Coordinate geometry is a branch of mathematics that combines algebra and geometry to describe the properties and relationships of points, lines, and figures in a plane using coordinates. The coordinate system consists of two perpendicular axes: the x-axis (horizontal) and the y-axis (vertical). When plotting points, you use an ordered pair

• The first number represents the position along the x-axis.
• The second number represents the position on the y-axis.

In the plane, a point like \((3,3)\) represents a specific location where both x and y values are equal to 3.
Coordinate geometry is also crucial for understanding how lines and shapes interact with one another, whether they intersect, are parallel, or perpendicular.

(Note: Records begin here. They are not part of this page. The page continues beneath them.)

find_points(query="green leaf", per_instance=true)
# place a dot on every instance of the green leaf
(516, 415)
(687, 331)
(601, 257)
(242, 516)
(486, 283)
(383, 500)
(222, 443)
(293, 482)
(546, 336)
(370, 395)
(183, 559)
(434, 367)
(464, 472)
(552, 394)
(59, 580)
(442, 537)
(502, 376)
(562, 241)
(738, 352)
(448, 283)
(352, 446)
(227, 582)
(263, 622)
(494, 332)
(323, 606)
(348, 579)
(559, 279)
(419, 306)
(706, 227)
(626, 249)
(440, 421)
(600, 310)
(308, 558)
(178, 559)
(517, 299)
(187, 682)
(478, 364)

Lines are perpendicular if they intersect at a right angle, which is 90 degrees. On the coordinate plane, horizontal and vertical lines are the most straightforward examples of perpendicular lines. A horizontal line runs parallel to the x-axis, while a vertical line runs parallel to the y-axis.
For non-vertical and non-horizontal lines:

• Perpendicular lines have slopes that are negative reciprocals of each other. For example, if one line has a slope of \( m \), the perpendicular line will have a slope of \(-\frac{1}{m}\).
In this exercise, the line described by \( y = 3 \) is horizontal, and therefore, any line perpendicular to it must be vertical, with an undefined slope.

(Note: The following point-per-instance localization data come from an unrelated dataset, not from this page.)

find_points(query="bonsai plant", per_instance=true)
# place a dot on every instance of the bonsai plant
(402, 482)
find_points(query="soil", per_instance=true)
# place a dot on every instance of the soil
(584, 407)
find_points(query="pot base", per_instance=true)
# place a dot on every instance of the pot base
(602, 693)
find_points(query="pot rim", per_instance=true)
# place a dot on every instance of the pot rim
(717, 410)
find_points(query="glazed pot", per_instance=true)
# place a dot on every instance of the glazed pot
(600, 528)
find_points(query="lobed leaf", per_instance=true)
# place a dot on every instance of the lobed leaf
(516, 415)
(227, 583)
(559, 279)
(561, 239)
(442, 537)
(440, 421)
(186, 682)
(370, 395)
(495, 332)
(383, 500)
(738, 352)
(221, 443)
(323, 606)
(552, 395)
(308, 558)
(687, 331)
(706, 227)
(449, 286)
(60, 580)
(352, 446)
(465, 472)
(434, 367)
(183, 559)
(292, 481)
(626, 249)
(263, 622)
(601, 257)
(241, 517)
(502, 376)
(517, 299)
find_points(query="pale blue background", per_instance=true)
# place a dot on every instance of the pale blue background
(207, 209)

The equation of a line is a mathematical statement that describes all the points along a line in the coordinate plane. The most common forms of line equations are:

• Slope-intercept form: \( y = mx + b \)
• Point-slope form: \( y - y_1 = m(x - x_1) \)

For vertical lines, these forms are not applicable because the slope \( m \) is undefined.
Vertical lines have their own form, \( x = c \), where \( c \) is a constant. This equation shows that in a vertical line, the x-coordinate never changes, regardless of the y-values.

Vertical lines are unique because they run parallel to the y-axis. They do not tilt; instead, they are perfectly upright. This implies that their slope is undefined, which means you cannot express their slope with a conventional number.
Consider a vertical line passing through \((3,3)\). The equation of such a line would be \( x = 3 \). This indicates that at every point along the line, the x-coordinate remains constant at 3, while the y-coordinate can take any value.

• Vertical lines are also known for being perpendicular to every horizontal line.
• They intersect the x-axis at precisely one point if they do not lie along it.

Understanding vertical lines is crucial for problems involving perpendicularity in coordinate geometry.